Zurichoise, Gina Eté chante dans diverses langues, donne dans la pop « hybride », large, au spectre étendu, et fait preuve d’une capacité à accrocher qui fait de son premier album, Erased by thought, une merveille totale. Après l’EP “Oak Tree” (2019), qui lui valut des rapprochements hâtifs avec Björk et Sophie Hunger, l’ engagée -elle n’hésite pas, en effet, à évoquer l’injuste et à se positionner- tisse un registre personnel dont la subtilité, la finesse animée n’a d’égal que les divers encarts plus orageux qui le jonchent et le portent plus haut encore dans notre considération. Elle possède un timbre, une adresse dans l’arrangement, dans la succession des climats, dans le recours aux différentes langues chantées, marquants et décisifs.
On l’entend, déjà, avec Trauma qui met en avant les pensées oubliées d’un jeune Syrien. Chant doux, nappage volant, aérien, séquences ondulantes. Un fond grisé, un rythme discret mais insistant. On est pris, avalé par un morceau dont la fin, avec ses griffures de guitare, s’encanaille et s’acidule. En un seul effort, Gina Eté se met en évidence, instaure un répertoire qui élimine toute idée d’influence envahissante. Sur Lach Du Nur, on change de langue, on corde le tout. L’effet est similaire: d’une écorce racée, on passe à des instants de trouble délicieux. Eté met de la vie, des éclairs soniques forcément bienvenus, dans ses créations.
For Elsa, armé de notes obsédantes, attise le charme tantôt espiègle de l’opus. En caméléon vocal à l’emprise durable, la Suisse séduit: elle affiche imagination, dans les sons, dans le verbe, et ne rechigne pas à s’extraire des pistes initialement tracées. Ca prend sans forcer: l’atmosphère de Not Enough, pas loin d’un Elysian Fields, fait mouche à son tour. « Ohlalala, ohlalala, ohlalala, c’est magnifiQUE! », comme le chantait Arno du temps de TC Matic. All Or Nothing l’est, effectivement. Il renvoie, au delà de sa beauté d’apparence déliée, de l’âme, des soubresauts, des pulsions -de vie, de sons- qui contraignent à adhérer. Adhérer à ce Erased by thought réussi en tous points, que Rastlos et sa dégaine cabaresque à l’étayage bellot -c’est une habitude chez Gina-, paré d’un piano jazzy, amène à sa moitié sans faire les choses…à moitié. Machs gut, qui fait…du bien, suivant quand vient son tour une voie sobre, où chant et parure mesurée suffisent à charmer.

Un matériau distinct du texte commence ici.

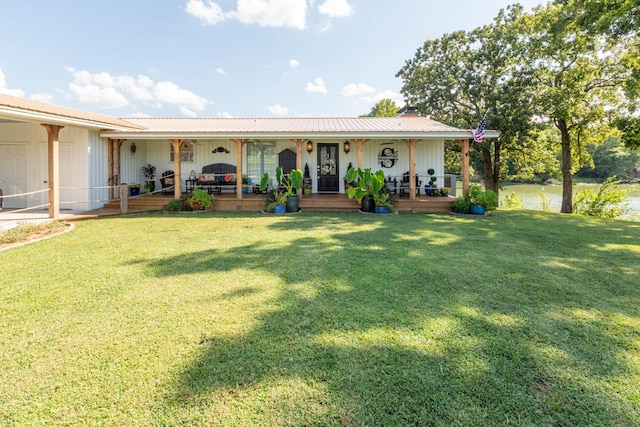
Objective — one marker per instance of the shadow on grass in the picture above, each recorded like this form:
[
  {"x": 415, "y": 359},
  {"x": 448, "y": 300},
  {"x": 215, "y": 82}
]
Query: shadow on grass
[{"x": 419, "y": 320}]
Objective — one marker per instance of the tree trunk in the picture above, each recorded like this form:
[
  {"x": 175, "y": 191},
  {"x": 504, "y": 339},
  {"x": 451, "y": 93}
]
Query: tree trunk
[
  {"x": 491, "y": 170},
  {"x": 567, "y": 177}
]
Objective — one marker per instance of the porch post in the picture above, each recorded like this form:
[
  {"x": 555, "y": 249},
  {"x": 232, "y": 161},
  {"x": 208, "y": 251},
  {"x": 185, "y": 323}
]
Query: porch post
[
  {"x": 238, "y": 143},
  {"x": 115, "y": 161},
  {"x": 112, "y": 191},
  {"x": 360, "y": 146},
  {"x": 54, "y": 169},
  {"x": 177, "y": 191},
  {"x": 298, "y": 143},
  {"x": 412, "y": 167},
  {"x": 464, "y": 152}
]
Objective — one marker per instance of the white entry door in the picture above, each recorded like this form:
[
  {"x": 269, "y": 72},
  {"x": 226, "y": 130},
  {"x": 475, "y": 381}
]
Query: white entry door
[
  {"x": 13, "y": 173},
  {"x": 66, "y": 175}
]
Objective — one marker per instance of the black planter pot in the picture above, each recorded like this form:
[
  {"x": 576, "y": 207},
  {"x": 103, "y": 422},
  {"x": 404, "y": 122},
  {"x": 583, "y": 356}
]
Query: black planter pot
[
  {"x": 292, "y": 203},
  {"x": 368, "y": 205}
]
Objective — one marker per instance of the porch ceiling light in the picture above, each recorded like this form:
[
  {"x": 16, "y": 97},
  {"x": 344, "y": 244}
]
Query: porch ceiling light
[{"x": 347, "y": 147}]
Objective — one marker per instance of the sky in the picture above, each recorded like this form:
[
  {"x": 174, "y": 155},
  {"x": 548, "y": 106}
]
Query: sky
[{"x": 222, "y": 58}]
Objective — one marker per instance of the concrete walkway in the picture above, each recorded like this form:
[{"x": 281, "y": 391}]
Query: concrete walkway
[{"x": 9, "y": 218}]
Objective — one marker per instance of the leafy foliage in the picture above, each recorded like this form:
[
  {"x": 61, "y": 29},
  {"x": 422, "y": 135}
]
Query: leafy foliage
[
  {"x": 463, "y": 75},
  {"x": 200, "y": 197},
  {"x": 487, "y": 198},
  {"x": 364, "y": 183},
  {"x": 384, "y": 108}
]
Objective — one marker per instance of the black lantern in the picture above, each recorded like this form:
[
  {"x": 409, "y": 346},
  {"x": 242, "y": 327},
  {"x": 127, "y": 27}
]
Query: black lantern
[{"x": 347, "y": 147}]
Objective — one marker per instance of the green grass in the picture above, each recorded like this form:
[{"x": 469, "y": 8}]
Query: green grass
[{"x": 519, "y": 318}]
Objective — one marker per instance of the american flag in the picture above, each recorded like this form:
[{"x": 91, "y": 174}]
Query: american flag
[{"x": 478, "y": 134}]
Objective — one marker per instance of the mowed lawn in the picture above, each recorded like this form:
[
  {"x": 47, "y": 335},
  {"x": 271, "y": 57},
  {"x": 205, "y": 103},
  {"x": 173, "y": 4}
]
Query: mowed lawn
[{"x": 519, "y": 318}]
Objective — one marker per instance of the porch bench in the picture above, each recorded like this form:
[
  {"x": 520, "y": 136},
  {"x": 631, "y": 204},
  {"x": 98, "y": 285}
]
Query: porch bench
[{"x": 217, "y": 177}]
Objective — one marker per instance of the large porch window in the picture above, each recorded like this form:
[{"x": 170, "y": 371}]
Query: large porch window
[
  {"x": 186, "y": 152},
  {"x": 261, "y": 158}
]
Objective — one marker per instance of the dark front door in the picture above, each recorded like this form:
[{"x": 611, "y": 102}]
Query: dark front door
[{"x": 328, "y": 179}]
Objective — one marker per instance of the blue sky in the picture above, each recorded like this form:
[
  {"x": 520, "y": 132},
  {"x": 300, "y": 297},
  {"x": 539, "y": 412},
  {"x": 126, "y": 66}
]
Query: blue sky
[{"x": 222, "y": 58}]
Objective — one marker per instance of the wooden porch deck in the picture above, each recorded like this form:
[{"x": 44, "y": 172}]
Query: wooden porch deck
[{"x": 312, "y": 203}]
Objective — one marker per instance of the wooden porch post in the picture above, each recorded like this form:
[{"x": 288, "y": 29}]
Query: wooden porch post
[
  {"x": 411, "y": 143},
  {"x": 177, "y": 190},
  {"x": 298, "y": 143},
  {"x": 238, "y": 143},
  {"x": 53, "y": 132},
  {"x": 464, "y": 152},
  {"x": 114, "y": 165},
  {"x": 360, "y": 146}
]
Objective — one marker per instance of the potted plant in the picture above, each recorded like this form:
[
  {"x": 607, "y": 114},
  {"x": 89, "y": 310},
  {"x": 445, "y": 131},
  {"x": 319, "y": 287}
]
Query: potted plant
[
  {"x": 149, "y": 172},
  {"x": 292, "y": 183},
  {"x": 245, "y": 184},
  {"x": 277, "y": 199},
  {"x": 482, "y": 200},
  {"x": 199, "y": 199},
  {"x": 428, "y": 189},
  {"x": 276, "y": 202},
  {"x": 307, "y": 175},
  {"x": 134, "y": 190},
  {"x": 364, "y": 185},
  {"x": 383, "y": 202},
  {"x": 461, "y": 205}
]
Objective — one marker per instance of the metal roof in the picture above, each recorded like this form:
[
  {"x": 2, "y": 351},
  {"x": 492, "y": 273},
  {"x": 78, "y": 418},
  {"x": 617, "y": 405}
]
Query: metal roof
[
  {"x": 20, "y": 109},
  {"x": 365, "y": 127},
  {"x": 13, "y": 108}
]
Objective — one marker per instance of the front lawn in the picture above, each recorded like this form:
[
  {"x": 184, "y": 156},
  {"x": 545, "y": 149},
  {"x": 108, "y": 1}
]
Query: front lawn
[{"x": 519, "y": 318}]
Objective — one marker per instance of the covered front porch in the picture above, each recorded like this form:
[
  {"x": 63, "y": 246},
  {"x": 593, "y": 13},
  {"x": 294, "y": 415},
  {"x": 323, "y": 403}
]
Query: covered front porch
[{"x": 315, "y": 202}]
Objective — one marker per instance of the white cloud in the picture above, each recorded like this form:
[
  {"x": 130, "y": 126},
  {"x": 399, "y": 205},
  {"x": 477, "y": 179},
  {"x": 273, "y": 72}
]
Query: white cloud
[
  {"x": 108, "y": 91},
  {"x": 188, "y": 113},
  {"x": 42, "y": 97},
  {"x": 266, "y": 13},
  {"x": 272, "y": 13},
  {"x": 335, "y": 8},
  {"x": 356, "y": 89},
  {"x": 317, "y": 86},
  {"x": 137, "y": 115},
  {"x": 98, "y": 96},
  {"x": 210, "y": 13},
  {"x": 4, "y": 89},
  {"x": 278, "y": 110},
  {"x": 170, "y": 93}
]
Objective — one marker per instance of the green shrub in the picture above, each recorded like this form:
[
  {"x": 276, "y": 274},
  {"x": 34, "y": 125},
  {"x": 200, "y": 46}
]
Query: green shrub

Nulle part, dans la foulée, ose le Français. On n’est pas au bout de nos surprises: d’abord finaud, le morceau s’envole et fait valoir des tons chatoyants. Troubleshooting, à sa suite, marie folk et cordes, allie les voix, puis s’emballe irrésistiblement, rudoyant. Splendide. Am Tellerrand lui succède, rehaussé par les cordes, encore, et bénéficiant de l’organe tout-terrain de l’auteure. Des coins d’ombre surgissent, la fin arrive. Alors Somnifère, vaguement trip-hop, pose ses secousses. Au mitan de la beauté, récurrente, et du tourment, il étend l’éventail hybrid-pop aventureux de Gina Eté. Une embardée arrive, elle marque superbement et assez rageusement le terme du titre.
Enfin Tired People, presque « déplumé » à l’instar de deux ou trois autres plages, borde dans la grâce -vocale et musicale-, de manière poignante, un Erased Thought sans défauts. Un album qui, s’il parait souvent posé, s’offre des incrustes déviantes, renvoie une magnificence constante et travaille sa matière sonore avec maitrise et ingéniosité. Le constat vaut aussi, d’ailleurs, pour l’artwork de l’album qui lui aussi, interpelle et retient l’attention tout en chatouillant l’imagination.